Она словно не услышала, захваченная своими внезапными мыслями.
— Ты понимаешь… Она — твоя родственница!
— Кто — она?
— Ерашова Варвара Николаевна… На которую я похожа… — Она прислонилась лбом к его груди, но подняла глаза. — Ты правда Ерашов? Ты не врешь?.. Впрочем, знаю, не врешь. Мне только не верится…
Мимо них прошел тот самый молодой священник, но уже без всяких духовных отличий — обыкновенный парень с бородой, похожий на ученого. Он узнал Аннушку и обернулся. И потом шел до пешеходного моста и все оборачивался, словно звал за собой…
Над рекою же, над крышами домов, над всем городом от горизонта до горизонта поднимался густой ветреный мрак, несомый грозовой тучей.
Молнии и зарницы от них уже не гасли на небе, и яркие сполохи пробивали лиственную завесу, освещая землю под кронами зеленым, рдеющим огнем. Гром нескончаемо гудел над головой, словно по небосклону катился и катился гигантский жестяной куб. Все живое замерло, спряталось, и жеребчик, больше не надеясь на спасительную защиту хозяина, стал под дуб и прильнул к нему, вздрагивая телом.

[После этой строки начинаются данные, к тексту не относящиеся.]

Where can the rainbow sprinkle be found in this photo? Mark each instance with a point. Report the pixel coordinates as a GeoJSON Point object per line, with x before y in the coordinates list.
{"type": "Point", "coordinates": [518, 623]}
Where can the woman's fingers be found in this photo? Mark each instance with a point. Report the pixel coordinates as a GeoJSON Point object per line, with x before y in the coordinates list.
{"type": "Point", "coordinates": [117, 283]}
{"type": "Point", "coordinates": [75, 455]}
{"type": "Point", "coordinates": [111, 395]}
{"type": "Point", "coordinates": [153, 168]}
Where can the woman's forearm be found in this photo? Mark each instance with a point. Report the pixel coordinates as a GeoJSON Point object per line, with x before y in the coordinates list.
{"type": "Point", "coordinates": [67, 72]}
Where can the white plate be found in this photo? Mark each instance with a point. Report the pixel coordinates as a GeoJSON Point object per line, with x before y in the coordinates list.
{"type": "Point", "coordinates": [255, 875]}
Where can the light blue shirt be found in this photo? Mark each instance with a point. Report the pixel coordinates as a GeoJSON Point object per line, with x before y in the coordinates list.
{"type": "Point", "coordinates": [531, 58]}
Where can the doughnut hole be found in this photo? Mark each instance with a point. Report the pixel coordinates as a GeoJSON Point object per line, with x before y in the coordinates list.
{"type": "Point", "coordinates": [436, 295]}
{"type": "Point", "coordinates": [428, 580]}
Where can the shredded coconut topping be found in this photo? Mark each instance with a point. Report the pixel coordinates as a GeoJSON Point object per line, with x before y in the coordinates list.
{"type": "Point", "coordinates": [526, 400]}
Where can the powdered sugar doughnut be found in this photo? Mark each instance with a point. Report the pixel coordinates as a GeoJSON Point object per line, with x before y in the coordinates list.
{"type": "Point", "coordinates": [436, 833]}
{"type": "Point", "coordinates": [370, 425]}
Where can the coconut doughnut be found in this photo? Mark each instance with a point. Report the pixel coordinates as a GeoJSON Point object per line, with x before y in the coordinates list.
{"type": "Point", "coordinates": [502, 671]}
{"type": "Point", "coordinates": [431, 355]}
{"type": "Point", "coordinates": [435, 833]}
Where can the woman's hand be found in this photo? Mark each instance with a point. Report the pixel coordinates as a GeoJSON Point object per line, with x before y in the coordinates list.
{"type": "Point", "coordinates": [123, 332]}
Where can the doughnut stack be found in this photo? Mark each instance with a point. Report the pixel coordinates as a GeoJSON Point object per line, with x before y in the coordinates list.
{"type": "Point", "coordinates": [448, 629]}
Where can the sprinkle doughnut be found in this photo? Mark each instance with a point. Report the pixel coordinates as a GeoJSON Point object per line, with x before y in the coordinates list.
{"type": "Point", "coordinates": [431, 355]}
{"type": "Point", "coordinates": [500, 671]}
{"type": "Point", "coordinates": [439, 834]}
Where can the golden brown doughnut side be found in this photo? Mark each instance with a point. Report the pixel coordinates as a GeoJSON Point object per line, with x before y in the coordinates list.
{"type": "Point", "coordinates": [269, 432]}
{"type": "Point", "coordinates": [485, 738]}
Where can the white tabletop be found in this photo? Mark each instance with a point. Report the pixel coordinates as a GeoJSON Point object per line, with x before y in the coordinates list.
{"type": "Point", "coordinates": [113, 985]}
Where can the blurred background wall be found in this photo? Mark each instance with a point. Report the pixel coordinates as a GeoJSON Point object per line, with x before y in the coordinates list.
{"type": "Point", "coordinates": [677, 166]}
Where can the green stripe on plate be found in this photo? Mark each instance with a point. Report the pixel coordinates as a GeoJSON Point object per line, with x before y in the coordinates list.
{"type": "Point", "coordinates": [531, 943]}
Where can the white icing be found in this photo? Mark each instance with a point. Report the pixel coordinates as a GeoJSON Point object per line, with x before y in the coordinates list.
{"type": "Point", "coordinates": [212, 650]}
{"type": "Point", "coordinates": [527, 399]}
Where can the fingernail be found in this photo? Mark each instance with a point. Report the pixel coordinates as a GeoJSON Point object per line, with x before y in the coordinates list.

Аристарх Павлович пел, пока слышал свой голос. И когда умолк, неожиданно увидел подполковника Ерашова, стоящего под деревом. Алексей Владимирович был одет в легкую летнюю форму, а в руке его был небольшой «тревожный» чемодан.
— Алексей Владимирович! — нараспев произнес Аристарх Павлович. — Тиимать!
Пожал ему руку и, не сдержавшись, обнял, похлопал по спине. Но ничего больше сказать не смог.
— Хорошо ты пел, Аристарх Павлович, — улыбался половиной лица Алексей. — Стоял, слушал… Мороз по коже… Чей конек-то? Красавец!.. Неужели коня завел?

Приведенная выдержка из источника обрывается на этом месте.